Module type Oc45.S

module type S = sig .. end
Output signature of the functor Oc45.Make.


Data types

exception InvalidArgument of string
Raised when trying to construct a data set with wrong arguments.
type feature = int 
A feature id.
exception BadContinuity of feature
Raised when appending a data vector with a continuous feature instead of a discrete one, or the other way.
exception DiscreteFeatOutOfBounds of feature * int
DiscreteFeatureOutOfBounds feat class is raised when trying to classify a data vector with its discrete feature feat equal to class when the tree was created assuming that the values for this feature would remain < class. This usually means that the value is very rare and was not encountered in the training set, thus the limit inferred for the maximal value of this feature is not high enough. You then have to set it manually, using Oc45.S.setFeatureMax.
type category = int 
A category (ie. classification) id.
type contData 
The type of a continuous data, defined through Oc45.Make
type dataVal = 
| Discrete of int
| Continuous of contData
A value of a feature field.
type data = dataVal array 
A feature/data value association table.
type trainVal = {
   data : data; (*
Associates each feature id to its value. If the feature is continuous, it may take any value; if the feature is discrete, it must be an integer in a range 0..N inclusive for a bound N inferred as the maximum of the given data. You can also set this bound manually with Oc45.S.setFeatureMax.
*)
   category : category; (*
The category to which this data vector belongs.
*)
}
A value used to train the algorithm.
type trainSet 
Generated by Oc45.S.emptyTrainSet, represents a training set for the algorithm.
type decisionTree 
Output of Oc45.S.c45.

Main functions

val c45 : trainSet -> decisionTree
Generates a decision tree from a training set.
val classify : decisionTree -> data -> category
Classifies a data vector, given a decision tree.

Training set manipulation

val emptyTrainSet : int -> int -> bool array -> trainSet
emptyTrainSet nbFeatures nbCategories featContinuity creates an empty train set with nbFeatures features and nbCategories categories. The array featContinuity must have nbFeatures elements, with a true value if the corresponding feature is continuous (that is, may take any value) or false if the feature is discrete in a restrained set (eg., "Yes"/"No").

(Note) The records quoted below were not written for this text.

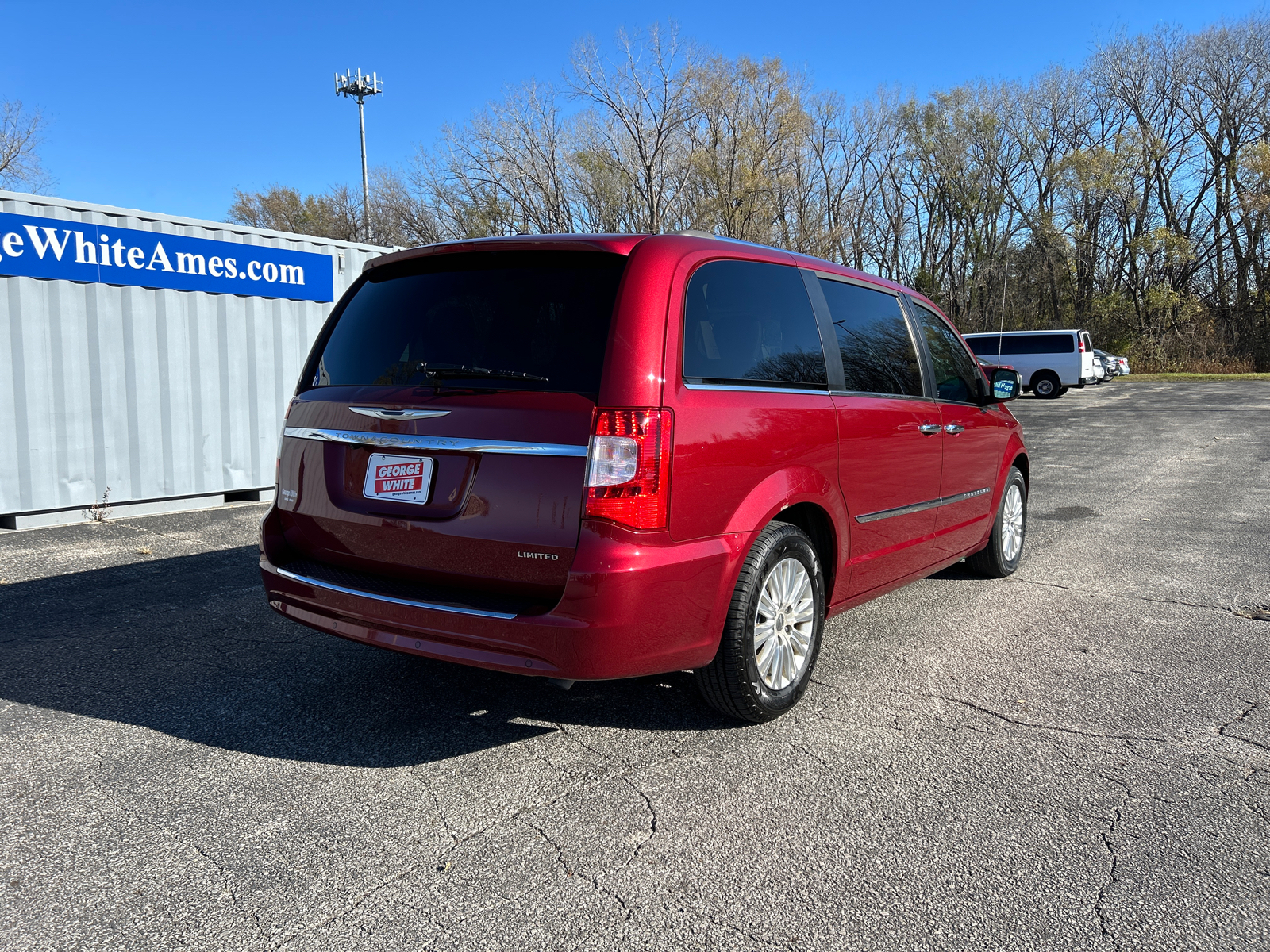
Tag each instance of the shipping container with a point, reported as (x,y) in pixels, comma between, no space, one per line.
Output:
(149,359)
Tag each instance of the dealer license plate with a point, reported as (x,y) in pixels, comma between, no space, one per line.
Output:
(406,479)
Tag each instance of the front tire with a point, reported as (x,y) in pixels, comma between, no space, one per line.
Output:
(1045,385)
(1005,549)
(772,635)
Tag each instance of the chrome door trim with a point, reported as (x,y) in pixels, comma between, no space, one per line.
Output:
(755,390)
(380,413)
(920,507)
(459,444)
(375,597)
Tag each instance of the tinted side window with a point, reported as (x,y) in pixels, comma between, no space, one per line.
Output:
(751,323)
(1039,344)
(956,374)
(987,347)
(1024,344)
(878,355)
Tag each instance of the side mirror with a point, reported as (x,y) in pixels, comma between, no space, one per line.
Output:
(1006,385)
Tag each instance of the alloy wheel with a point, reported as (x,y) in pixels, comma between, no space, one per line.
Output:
(1013,524)
(784,624)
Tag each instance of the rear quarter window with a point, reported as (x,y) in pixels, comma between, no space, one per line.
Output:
(751,323)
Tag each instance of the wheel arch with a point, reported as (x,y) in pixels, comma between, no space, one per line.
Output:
(1024,466)
(817,524)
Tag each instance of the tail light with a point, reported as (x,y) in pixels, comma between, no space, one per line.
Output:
(629,467)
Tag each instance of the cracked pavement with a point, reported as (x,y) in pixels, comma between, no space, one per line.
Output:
(1073,758)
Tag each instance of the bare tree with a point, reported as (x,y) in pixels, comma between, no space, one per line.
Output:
(641,108)
(19,143)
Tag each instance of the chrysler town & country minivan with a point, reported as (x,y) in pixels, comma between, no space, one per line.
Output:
(592,457)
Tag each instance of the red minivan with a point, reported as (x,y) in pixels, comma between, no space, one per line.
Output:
(606,456)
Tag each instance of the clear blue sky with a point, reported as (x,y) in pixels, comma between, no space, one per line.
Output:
(169,107)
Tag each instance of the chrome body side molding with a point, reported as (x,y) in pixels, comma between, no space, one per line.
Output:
(920,507)
(457,444)
(380,413)
(433,606)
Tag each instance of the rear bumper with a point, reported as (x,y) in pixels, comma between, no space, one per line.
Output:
(635,603)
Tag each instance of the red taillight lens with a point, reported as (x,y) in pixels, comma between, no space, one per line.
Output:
(629,467)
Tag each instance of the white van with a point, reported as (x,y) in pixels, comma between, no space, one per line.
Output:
(1049,361)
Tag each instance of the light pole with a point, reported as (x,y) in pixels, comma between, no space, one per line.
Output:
(361,86)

Raises Oc45.S.InvalidArgument if featContinuity has not a length of nbFeatures

val addData : trainVal -> trainSet -> trainSet
Adds the given value to the training set.
val addDataList : trainVal list -> trainSet -> trainSet
Adds a list of data vectors to the given training set.
val getSet : trainSet -> trainVal list
Extracts the data vector list from a training set.
val setFeatureMax : int -> int -> trainSet -> unit
setFeatureMax feat maxVal trainSet sets the maximum value the discrete feature feat may take. A discrete value is represented by an integer between 0 and maxVal (inclusive).

In most cases, you won't have to call this function and the bound will be automatically set to the maximum value you gave, but you can still set it in case you need to have more values that are not represented.

val getNbFeatures : trainSet -> int
Returns the number of features.
val getFeatureMax : trainSet -> int array
Returns the feature bound array, see Oc45.S.setFeatureMax.
val getFeatContinuity : trainSet -> bool array
Returns the feature continuity array, see Oc45.S.emptyTrainSet.
val getNbCategories : trainSet -> int
Returns the number of categories.
val getSetSize : trainSet -> int
Returns the number of training cases in a given training set.

Pretty-printing

val toDot : Format.formatter ->
(Format.formatter -> contData -> unit) -> decisionTree -> unit
Pretty-prints the given decision tree as a Dot file in the given formatter, using the second argument as a pretty-printer for the Oc45.S.contData type (ie., the type of a continuous data).
val toDotStdout : (Format.formatter -> contData -> unit) -> decisionTree -> unit
Same as Oc45.S.toDot, but prints directly to stdout.